С параллельной полосы взлетает направляющийся в Нью-Йорк А340. Где-то над водохранилищем Стэйнс он уберет шасси и сложит закрылки. Эти механизмы не понадобятся ему до тех пор, пока он не начнет снижаться над белыми дощатыми домиками в Лонг-Бич, находящимися в трех тысячах миль и восьми часах полета над морем и облаками. Сквозь марево, которое образуется от вырывающихся из прогреваемого двигателя струй раскаленного воздуха, видны колышущиеся силуэты других самолетов, дожидающихся очереди на взлет. Самолеты прокатываются по рулежным дорожкам, их буксируют от терминала на стояночную площадку — движение здесь, на территории аэропорта, очень плотное и лишь со стороны может показаться беспорядочным. Кили самолетов, украшенные самыми разными эмблемами авиакомпаний и государственными флагами, перемещаются в разных направлениях на фоне горизонта, как паруса во время регаты.

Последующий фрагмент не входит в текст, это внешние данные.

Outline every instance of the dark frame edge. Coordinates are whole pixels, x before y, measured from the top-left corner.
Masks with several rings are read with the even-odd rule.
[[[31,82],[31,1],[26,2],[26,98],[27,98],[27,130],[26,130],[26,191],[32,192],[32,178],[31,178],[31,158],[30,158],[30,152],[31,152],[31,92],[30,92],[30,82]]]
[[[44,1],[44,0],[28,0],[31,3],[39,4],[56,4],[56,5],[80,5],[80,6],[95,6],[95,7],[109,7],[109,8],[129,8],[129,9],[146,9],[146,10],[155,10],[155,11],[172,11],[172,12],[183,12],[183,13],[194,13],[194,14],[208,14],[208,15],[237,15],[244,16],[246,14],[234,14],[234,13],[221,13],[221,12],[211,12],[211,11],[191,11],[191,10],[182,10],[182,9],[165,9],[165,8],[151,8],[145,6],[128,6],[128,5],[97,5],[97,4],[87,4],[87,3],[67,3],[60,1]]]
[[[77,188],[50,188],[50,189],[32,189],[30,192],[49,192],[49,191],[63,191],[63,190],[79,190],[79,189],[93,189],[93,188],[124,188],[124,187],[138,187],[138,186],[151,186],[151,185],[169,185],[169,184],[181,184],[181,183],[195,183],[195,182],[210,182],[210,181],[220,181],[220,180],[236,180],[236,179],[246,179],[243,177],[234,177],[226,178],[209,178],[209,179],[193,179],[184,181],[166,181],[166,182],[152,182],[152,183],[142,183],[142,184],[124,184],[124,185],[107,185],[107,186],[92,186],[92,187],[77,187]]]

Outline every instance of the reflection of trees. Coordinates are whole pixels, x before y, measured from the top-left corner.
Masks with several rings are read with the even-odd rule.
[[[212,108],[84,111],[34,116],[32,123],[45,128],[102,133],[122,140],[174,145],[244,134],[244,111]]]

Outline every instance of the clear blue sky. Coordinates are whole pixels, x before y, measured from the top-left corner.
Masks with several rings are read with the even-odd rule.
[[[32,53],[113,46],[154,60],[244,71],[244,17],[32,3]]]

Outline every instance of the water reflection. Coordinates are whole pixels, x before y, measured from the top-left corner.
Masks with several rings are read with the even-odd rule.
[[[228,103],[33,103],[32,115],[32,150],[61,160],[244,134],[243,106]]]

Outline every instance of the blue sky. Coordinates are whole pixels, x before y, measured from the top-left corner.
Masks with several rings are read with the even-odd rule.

Вдоль стеклянно-стальной стены третьего терминала выстроились четыре гиганта. Судя по знакам различий, они прибыли сюда с разных концов света: из Канады, Бразилии, Пакистана и Кореи. Несколько часов они простоят в одной шеренге, почти касаясь друг друга кончиками крыльев, а затем каждый отправится в очередное путешествие по стратосферным ветрам. Вокруг каждого подрулившего к терминалу и вставшего под загрузку самолета начинает разыгрываться настоящая хореографическая композиция. Под брюхо лайнера подкатываются грузовики, к крыльям тянутся черные змеи топливных шлангов, гармошка крытого трапа присасывается резиновыми губами к фюзеляжу в районе двери. Открываются багажные люки, и из них извлекаются на свет потертые алюминиевые контейнеры, в которых сюда, в Лондон, вполне возможно, привезли свежие тропические фрукты, которые еще буквально день-два назад свисали с ветвей деревьев, или же овощи, росшие в далеких уединенных, спрятавшихся между гор долинах. Два человека в рабочих комбинезонах подкатывают к одному из моторов стремянку, снимают защитный кожух и приступают к тщательному обследованию этого потрясающего своей сложностью и упорядоченностью мира, состоящего из бесчисленных проводов и металлических трубок. Из одной из дверей фюзеляжа на землю опускают тюк с подушками и пледами. Пассажиры сходят по трапу, даже не подозревая, что за ними наблюдает человек, для которого этот самый обыкновенный английский день уже заиграл совершенно особыми, какими-то волшебными красками.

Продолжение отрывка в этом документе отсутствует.